Scholarship and Innovation in Teaching
Knutson is the lead author of the undergraduate policy textbook, Agricultural and Food Policy--the first to recognize that agricultural policy includes international, resource, and food policy components, as well as domestic farm policy. This book, having served the professional test of time, was redesigned in the 5th edition to communicate with agricultural economics majors, non-majors, and policy makers. To give students experience in the policy process, Knutson created the Texas A&M College of Agriculture and Life Sciences Congressional Intern Program. This program, now administered by the Dean's office, has given over 298 students experience in congressional and state legislative offices.
Leadership in Extension Public Policy Education Programs
From his arrival in 1975 at Texas A&M University, Knutson provided leadership for development of nationally distributed public policy education materials for every farm bill through the 1996 bill. These materials were utilized by policy educators throughout the US and also used in classrooms.
While well known and relied on by policy makers for his expertise in domestic farm policy and dairy policy, Knutson also provided national and state leadership in other areas where voids in knowledge of policy options and consequences are apparent. In 1987 he was national co-chair for the development of a set of extension education materials on rural development policy options and consequences that received the AAEA Quality of Communication Award.
Professional Input into the Policy Process
Knutson fostered, developed, and administered means of providing direct professional input into the policy process. The best example of this is the Agricultural and Food Policy Center at Texas A&M University. Knutson was involved from its inception in development of AFPC's congressional funding base. AFPC farm impacts analyses became linked to FAPRI's analyses of sector impacts of policy changes.
While Knutson does not take credit for development of the Cornell University Dairy Markets and Policy Program, it grew out of the same congressional funding base as AFPC, and Knutson has been an active participant in developing education materials for that program since its inception.
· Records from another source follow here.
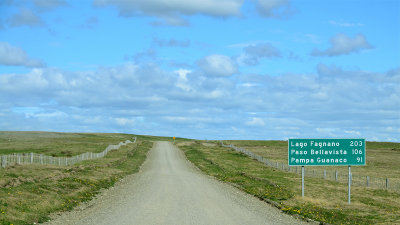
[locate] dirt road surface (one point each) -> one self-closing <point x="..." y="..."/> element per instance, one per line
<point x="170" y="190"/>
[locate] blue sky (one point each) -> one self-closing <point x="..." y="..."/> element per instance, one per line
<point x="229" y="69"/>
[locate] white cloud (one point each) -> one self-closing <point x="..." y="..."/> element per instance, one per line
<point x="171" y="43"/>
<point x="171" y="11"/>
<point x="341" y="44"/>
<point x="25" y="17"/>
<point x="112" y="99"/>
<point x="46" y="5"/>
<point x="253" y="53"/>
<point x="218" y="65"/>
<point x="255" y="122"/>
<point x="273" y="8"/>
<point x="14" y="56"/>
<point x="345" y="24"/>
<point x="90" y="22"/>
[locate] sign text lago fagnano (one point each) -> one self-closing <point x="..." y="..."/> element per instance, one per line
<point x="326" y="152"/>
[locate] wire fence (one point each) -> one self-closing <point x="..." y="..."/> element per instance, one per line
<point x="338" y="176"/>
<point x="34" y="158"/>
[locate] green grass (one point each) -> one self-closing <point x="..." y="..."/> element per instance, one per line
<point x="325" y="201"/>
<point x="29" y="193"/>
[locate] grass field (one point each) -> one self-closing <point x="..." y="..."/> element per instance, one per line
<point x="29" y="193"/>
<point x="325" y="201"/>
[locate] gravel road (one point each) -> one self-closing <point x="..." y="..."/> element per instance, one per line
<point x="170" y="190"/>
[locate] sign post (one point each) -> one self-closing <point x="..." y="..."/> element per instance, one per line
<point x="349" y="181"/>
<point x="302" y="181"/>
<point x="326" y="152"/>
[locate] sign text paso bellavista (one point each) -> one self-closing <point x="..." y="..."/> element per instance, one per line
<point x="326" y="152"/>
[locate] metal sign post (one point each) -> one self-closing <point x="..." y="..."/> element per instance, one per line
<point x="349" y="181"/>
<point x="326" y="152"/>
<point x="302" y="181"/>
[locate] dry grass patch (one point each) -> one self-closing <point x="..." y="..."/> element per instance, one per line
<point x="29" y="193"/>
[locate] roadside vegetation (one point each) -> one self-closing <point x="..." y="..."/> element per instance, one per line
<point x="30" y="193"/>
<point x="325" y="201"/>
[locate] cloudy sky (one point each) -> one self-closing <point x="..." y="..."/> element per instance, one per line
<point x="227" y="69"/>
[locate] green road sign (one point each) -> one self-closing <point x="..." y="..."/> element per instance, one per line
<point x="326" y="152"/>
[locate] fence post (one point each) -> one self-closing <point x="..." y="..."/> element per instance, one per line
<point x="3" y="161"/>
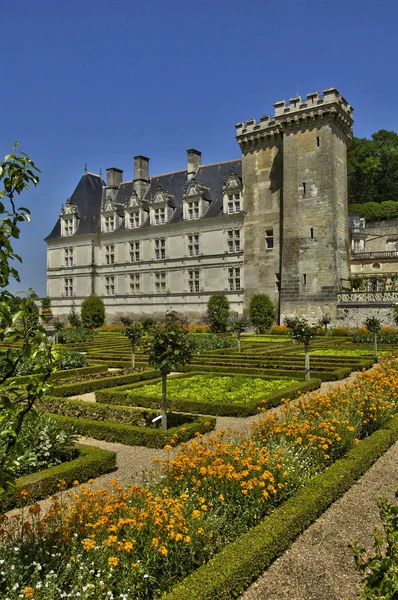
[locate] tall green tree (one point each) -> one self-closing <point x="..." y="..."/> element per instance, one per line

As a result of his continued involvement in the Cornell program and his extensive background in dairy marketing and policy research, Knutson has been called upon by two Secretaries of Agriculture to head up a Milk Pricing Advisory Committee and a University Study Committee on Milk Pricing. Both made major contributions to changes made in Federal Milk Marketing Order pricing policy.
Knutson played a key role in fostering implementation of the so-called big tent concept designed to serve all members of the profession. His service in this capacity began prior to his election as a member of the AAEA board through active participation in the strategic planning process. As a board member Knutson was an active proponent of sections as a means of achieving increased relevance. As chair of AAEA's priorities and governance committee, he provided leadership for section involvement in the nomination of officers and in program development.
Knutson's role on the Farm Foundation board of directors and as its first academic chair, has been to provide leadership for board input into program development, to ensure that it maintains a neutral stance regarding policy issues, and to provide opportunities for agricultural economists to continue to provide leadership for Farm Foundation programs in the face of other vested interest challenges.